No início da década de 60, Inácio e sua família se mudaram para uma fazenda próxima ao povoado da Santa, lá o rapaz se tornou amigo de Raquel, neta da Santa Dica. “A Santa Dica tratava todo mundo muito bem, as pessoas pediam conselhos a ela, ajuda e súplicas. Ela fazia uma romaria de bênçãos, com suas ervas, plantas. Ela até me batizou neste ritual, porque era muito próxima a minha mãe”, comentou o aposentado.
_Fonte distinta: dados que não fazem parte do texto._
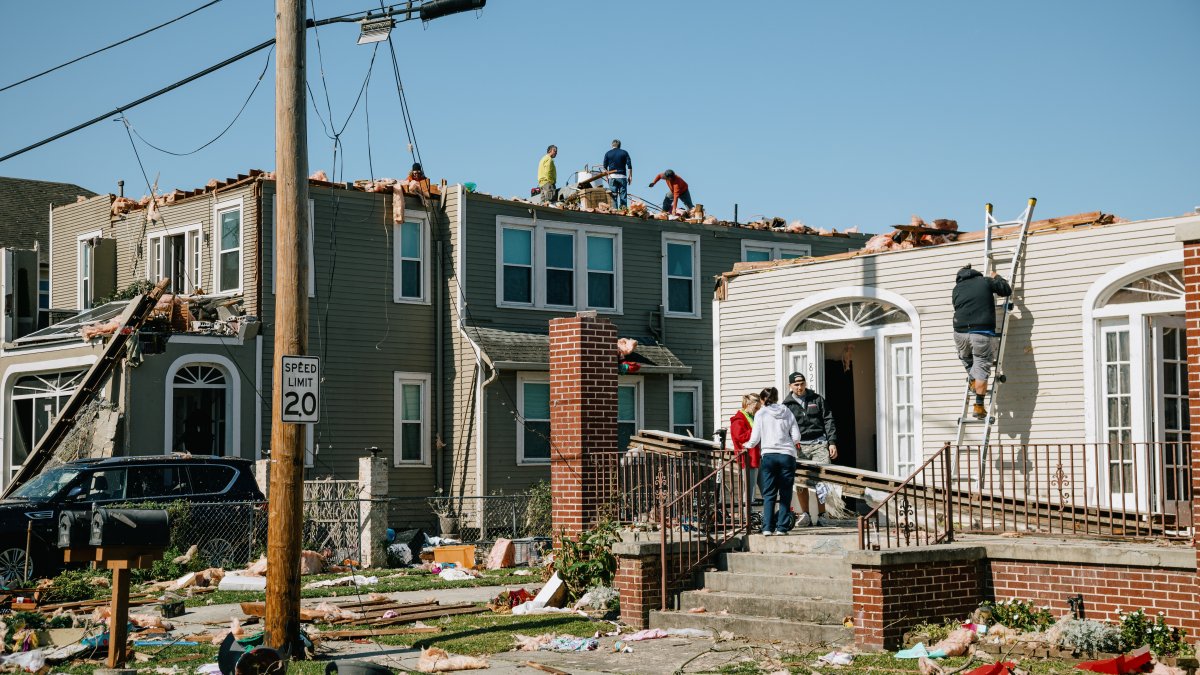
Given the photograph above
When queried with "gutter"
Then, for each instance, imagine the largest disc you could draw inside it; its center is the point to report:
(480, 356)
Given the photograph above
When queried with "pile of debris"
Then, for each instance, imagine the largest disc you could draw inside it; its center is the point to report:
(915, 234)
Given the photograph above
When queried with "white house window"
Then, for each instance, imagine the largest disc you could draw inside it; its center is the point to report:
(312, 243)
(681, 274)
(201, 410)
(36, 401)
(763, 251)
(175, 255)
(685, 401)
(561, 269)
(228, 258)
(533, 423)
(904, 435)
(629, 410)
(412, 400)
(516, 282)
(558, 266)
(412, 244)
(601, 272)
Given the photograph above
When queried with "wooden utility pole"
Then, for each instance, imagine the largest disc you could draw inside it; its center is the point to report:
(286, 495)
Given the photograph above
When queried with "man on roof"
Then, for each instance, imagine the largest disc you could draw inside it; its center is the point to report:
(678, 191)
(547, 175)
(618, 161)
(975, 327)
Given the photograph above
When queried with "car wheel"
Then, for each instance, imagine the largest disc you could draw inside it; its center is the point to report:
(12, 565)
(219, 553)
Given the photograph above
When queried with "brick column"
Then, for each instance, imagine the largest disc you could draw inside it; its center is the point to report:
(582, 417)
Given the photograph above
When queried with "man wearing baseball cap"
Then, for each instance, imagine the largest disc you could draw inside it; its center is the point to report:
(819, 434)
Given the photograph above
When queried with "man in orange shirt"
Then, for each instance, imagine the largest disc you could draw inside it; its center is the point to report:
(678, 191)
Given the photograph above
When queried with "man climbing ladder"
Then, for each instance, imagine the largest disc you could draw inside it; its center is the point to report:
(975, 327)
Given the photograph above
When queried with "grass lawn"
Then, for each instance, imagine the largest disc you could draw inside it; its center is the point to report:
(472, 634)
(412, 580)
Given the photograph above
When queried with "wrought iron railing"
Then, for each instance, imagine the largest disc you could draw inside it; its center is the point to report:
(1109, 490)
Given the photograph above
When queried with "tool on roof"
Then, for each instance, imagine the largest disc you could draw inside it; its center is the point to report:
(973, 431)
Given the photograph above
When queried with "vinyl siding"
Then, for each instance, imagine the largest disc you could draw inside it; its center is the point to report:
(1043, 400)
(690, 339)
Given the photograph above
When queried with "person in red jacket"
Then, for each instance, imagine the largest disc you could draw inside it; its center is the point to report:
(678, 191)
(741, 426)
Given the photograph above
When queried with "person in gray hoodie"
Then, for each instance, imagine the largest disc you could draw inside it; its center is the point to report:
(778, 435)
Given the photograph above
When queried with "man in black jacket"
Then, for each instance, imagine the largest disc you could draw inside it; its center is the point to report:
(975, 327)
(819, 434)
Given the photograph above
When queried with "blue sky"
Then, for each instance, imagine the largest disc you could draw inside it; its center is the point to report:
(834, 113)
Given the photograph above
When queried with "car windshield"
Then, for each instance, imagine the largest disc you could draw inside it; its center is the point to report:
(47, 485)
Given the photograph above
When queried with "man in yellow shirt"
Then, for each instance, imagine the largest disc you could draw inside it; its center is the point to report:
(547, 175)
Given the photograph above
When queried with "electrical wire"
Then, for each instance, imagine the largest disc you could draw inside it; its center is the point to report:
(223, 131)
(76, 60)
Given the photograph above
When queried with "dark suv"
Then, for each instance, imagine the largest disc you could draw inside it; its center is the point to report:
(225, 518)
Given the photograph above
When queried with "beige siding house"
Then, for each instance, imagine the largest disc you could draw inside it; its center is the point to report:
(1095, 344)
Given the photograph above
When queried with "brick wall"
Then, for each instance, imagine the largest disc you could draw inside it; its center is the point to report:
(891, 599)
(1105, 589)
(582, 417)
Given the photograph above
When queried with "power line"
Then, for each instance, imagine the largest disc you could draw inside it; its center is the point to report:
(76, 60)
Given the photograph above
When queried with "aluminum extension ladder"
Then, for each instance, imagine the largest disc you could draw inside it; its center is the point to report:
(1006, 260)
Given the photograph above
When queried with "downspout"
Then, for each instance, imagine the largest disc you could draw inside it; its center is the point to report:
(480, 357)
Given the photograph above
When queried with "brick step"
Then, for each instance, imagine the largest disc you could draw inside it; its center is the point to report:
(803, 543)
(787, 608)
(801, 565)
(756, 627)
(798, 585)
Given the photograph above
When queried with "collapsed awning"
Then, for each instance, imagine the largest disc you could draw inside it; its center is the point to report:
(511, 350)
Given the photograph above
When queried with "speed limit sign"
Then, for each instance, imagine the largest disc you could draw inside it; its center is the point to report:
(300, 392)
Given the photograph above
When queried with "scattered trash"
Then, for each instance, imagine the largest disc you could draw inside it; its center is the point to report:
(435, 659)
(353, 580)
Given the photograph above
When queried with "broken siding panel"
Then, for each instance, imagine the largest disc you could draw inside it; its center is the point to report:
(71, 221)
(1047, 328)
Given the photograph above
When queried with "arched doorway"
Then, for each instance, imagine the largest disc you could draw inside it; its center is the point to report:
(858, 347)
Ela possuía capacidades mediúnicas e passavam mensagens de pessoas que já morreram para os parentes. Na conversa, o aposentado até comentou que ela falava muito com seu falecido filho, Pedro, que foi morto em forma de vingança contra ela. Pedro era pai de Raquel, que possuía muita proximidade com o senhor Inácio.
Inácio ainda explicou sobre o seu hospital, que possuía inúmeros pacientes e enfermos, todos tratados com o conhecimento medicinal de Santa Dica. “A Santa Dica tinha uma intuição muito forte. Certa vez, ela estava em um casamento com minha mãe e teve que ir embora, porque estava com um pressentimento ruim”, comentou o advogado.
Santa Dica morreu em 9 de novembro de 1970 em Goiânia e foi sepultada, conforme seu desejo, debaixo de uma gameleira em frente a sua casa no povoado. Legiões de seguidores cortejaram e velaram durante três dias o corpo da Santa, demonstrando o amor e devoção cativados pela moça da Fazenda Mozondó, guerreira e santa. Por mais que sua história tenha ganhado grandes dimensões, em reportagens, livros e estudos, Santa Dica nunca foi reconhecida pelo Vaticano, apenas pela opinião popular.
O povoado hoje se chama Lagolândia e é um município de Pirenópolis, com algumas centenas de habitantes e algumas dezenas de casas, que rodeiam uma bela praça onde está enterrada a Santa Dica, que até hoje recebe homenagens e orações. Em sua antiga casa descendentes mantém um visitado altar dedicado a Santa e todo o povoado vive à sua memória.